Although Starc, who has 230 ODI wickets at 23.17, is certain that he will not be present in the next 50-over World Cup in 2027, when he will be 37, he will not abandon the format immediately. Australia’s next ODIs are against the West Indies in February, but they are no longer scheduled until a tour of England next September. There is a Champions Trophy to be played in Pakistan in 2025.

“I will try to continue playing after this, but I don’t doubt that I won’t be in the next World Cup. I don’t have any vision for that. Four years is a long time,” he told reporters in Calcutta. “I have always maintained that Test cricket is the top of the tree for me and I will leave the rest before I let Test cricket go. For me [the semi-final] “It’s just another one-day match for Australia, it’s still not the end of the road in one-day cricket for me.”
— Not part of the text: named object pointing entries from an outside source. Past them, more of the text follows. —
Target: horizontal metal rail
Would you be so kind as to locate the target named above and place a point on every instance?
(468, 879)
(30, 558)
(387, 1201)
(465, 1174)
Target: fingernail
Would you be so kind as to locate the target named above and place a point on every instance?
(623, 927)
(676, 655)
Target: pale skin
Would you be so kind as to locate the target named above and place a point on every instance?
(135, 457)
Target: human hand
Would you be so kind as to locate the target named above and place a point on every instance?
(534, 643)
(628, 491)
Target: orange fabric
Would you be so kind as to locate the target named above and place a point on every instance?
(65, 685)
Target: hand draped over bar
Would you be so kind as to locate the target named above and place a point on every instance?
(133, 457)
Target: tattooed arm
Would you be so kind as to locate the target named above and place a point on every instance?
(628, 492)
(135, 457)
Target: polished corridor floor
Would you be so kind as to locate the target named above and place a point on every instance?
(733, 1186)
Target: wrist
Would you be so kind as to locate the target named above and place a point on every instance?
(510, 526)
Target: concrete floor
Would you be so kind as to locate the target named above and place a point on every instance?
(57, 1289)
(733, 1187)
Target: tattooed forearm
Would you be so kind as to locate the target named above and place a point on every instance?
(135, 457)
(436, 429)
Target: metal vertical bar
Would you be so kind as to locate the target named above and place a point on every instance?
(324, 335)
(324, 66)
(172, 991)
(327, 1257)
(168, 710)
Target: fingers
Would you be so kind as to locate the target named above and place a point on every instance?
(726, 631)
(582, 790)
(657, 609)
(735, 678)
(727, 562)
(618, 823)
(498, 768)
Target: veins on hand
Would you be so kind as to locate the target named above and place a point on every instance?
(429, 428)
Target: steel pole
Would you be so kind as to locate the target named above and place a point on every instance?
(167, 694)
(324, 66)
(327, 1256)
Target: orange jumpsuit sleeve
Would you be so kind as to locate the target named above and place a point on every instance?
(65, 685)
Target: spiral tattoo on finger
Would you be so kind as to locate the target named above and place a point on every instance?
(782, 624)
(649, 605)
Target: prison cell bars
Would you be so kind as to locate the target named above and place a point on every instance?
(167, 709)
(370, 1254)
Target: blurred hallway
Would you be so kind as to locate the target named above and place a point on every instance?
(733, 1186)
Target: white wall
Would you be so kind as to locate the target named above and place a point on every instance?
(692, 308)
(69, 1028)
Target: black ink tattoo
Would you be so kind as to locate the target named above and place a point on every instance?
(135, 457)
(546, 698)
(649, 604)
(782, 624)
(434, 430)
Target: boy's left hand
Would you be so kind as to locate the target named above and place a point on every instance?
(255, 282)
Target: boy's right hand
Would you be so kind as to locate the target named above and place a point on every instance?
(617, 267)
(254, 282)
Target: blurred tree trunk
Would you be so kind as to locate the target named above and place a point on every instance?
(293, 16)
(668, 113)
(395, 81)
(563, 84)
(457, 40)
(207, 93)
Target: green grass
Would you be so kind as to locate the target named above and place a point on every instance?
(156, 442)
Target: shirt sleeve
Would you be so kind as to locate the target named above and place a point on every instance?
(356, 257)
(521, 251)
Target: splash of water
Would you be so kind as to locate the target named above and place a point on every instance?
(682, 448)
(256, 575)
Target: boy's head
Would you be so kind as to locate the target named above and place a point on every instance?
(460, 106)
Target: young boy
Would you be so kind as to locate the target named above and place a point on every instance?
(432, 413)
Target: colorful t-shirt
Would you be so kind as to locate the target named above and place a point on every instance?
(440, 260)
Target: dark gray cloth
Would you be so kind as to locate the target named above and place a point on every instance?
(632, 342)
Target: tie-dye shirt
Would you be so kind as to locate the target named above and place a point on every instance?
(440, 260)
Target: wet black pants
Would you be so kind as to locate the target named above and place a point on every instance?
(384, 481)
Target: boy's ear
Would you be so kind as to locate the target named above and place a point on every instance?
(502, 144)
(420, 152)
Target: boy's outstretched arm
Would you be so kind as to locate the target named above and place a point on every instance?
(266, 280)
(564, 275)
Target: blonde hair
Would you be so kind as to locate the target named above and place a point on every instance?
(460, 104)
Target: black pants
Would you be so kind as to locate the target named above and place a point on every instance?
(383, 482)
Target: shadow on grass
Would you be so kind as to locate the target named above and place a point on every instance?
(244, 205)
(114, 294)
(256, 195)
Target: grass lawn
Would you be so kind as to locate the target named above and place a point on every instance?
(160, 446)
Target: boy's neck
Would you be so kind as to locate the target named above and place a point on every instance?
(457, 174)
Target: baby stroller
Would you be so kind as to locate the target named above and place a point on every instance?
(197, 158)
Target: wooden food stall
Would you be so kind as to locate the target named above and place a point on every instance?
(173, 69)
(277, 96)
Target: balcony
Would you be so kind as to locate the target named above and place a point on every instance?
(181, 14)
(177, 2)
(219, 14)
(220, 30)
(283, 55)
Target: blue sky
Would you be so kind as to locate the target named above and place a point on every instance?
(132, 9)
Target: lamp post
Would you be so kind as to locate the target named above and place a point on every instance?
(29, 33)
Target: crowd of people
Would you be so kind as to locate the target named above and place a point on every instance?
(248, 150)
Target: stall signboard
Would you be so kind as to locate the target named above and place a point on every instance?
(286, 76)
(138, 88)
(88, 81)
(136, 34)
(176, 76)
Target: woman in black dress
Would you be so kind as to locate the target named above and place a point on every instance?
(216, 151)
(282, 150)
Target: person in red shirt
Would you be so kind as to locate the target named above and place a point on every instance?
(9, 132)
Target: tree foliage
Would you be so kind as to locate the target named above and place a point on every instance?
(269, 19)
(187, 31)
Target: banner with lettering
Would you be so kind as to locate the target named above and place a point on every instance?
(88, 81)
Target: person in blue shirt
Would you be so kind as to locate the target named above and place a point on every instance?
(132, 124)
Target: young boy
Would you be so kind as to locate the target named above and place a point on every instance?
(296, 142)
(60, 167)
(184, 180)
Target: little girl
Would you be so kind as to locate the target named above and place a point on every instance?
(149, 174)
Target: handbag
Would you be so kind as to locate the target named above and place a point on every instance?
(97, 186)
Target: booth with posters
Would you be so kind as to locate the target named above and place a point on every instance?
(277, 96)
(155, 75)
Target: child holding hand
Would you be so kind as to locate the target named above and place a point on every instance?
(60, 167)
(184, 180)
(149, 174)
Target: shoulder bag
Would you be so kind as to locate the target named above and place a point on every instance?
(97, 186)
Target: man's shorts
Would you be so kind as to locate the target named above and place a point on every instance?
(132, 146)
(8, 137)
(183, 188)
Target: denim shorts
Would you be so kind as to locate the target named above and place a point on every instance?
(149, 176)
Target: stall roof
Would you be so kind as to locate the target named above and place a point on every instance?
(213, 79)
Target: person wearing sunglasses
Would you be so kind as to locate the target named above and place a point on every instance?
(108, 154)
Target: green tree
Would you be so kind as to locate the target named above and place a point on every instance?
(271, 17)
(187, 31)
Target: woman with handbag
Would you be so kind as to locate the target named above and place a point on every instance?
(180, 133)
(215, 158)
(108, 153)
Starc hopes to help Australia overcome South Africa in Thursday’s semi-final to earn a place in another World Cup final on November 19 during a tournament that has been much tougher than its prolific performances in 2015 and 2019.

He took 10 wickets at 43.90 with an economy rate of 6.55 and admitted he had been below his best. But he revealed that he has had some problems since the Ashes without specifically saying whether they were related to the groin and shoulder problems he suffered in England, the first of which kept him out of South Africa in September. He also pointed out that he was not alone among fast bowlers who were having a tough World Cup.

“I certainly haven’t been at the level I would have liked… or at least not at the same level as the last two World Cups, but now I have the opportunity to make an impact again at the point end,” he said.

“Certainly, bowling first on particular wickets, I think the new ball with two fielders out has been almost the most difficult time to bowl. You understand the wicket a little bit as the game progresses… that’s not a Sad story, that’s the nature of one-day cricket.

“You’ve got two new balls on flat wickets, that’s the nature of the World Cup. If you look at runs scored, or certainly centuries scored, as opposed to five wickets taken, the proportions are very skewed. The players are just They have to find a way.”

Starc was rested for the final group match against Bangladesh and said the decision was largely out of his hands.

“The way we started meant we couldn’t rest anyone at the 0-2 start of the campaign. I had a chance to secure a place in the semi-finals the other night. Glenn [Maxwell] After his stroke and cramps he needed some rest and I didn’t have much say in my decision. “I took some things from the ashes and it was an opportunity before the semi-finals.”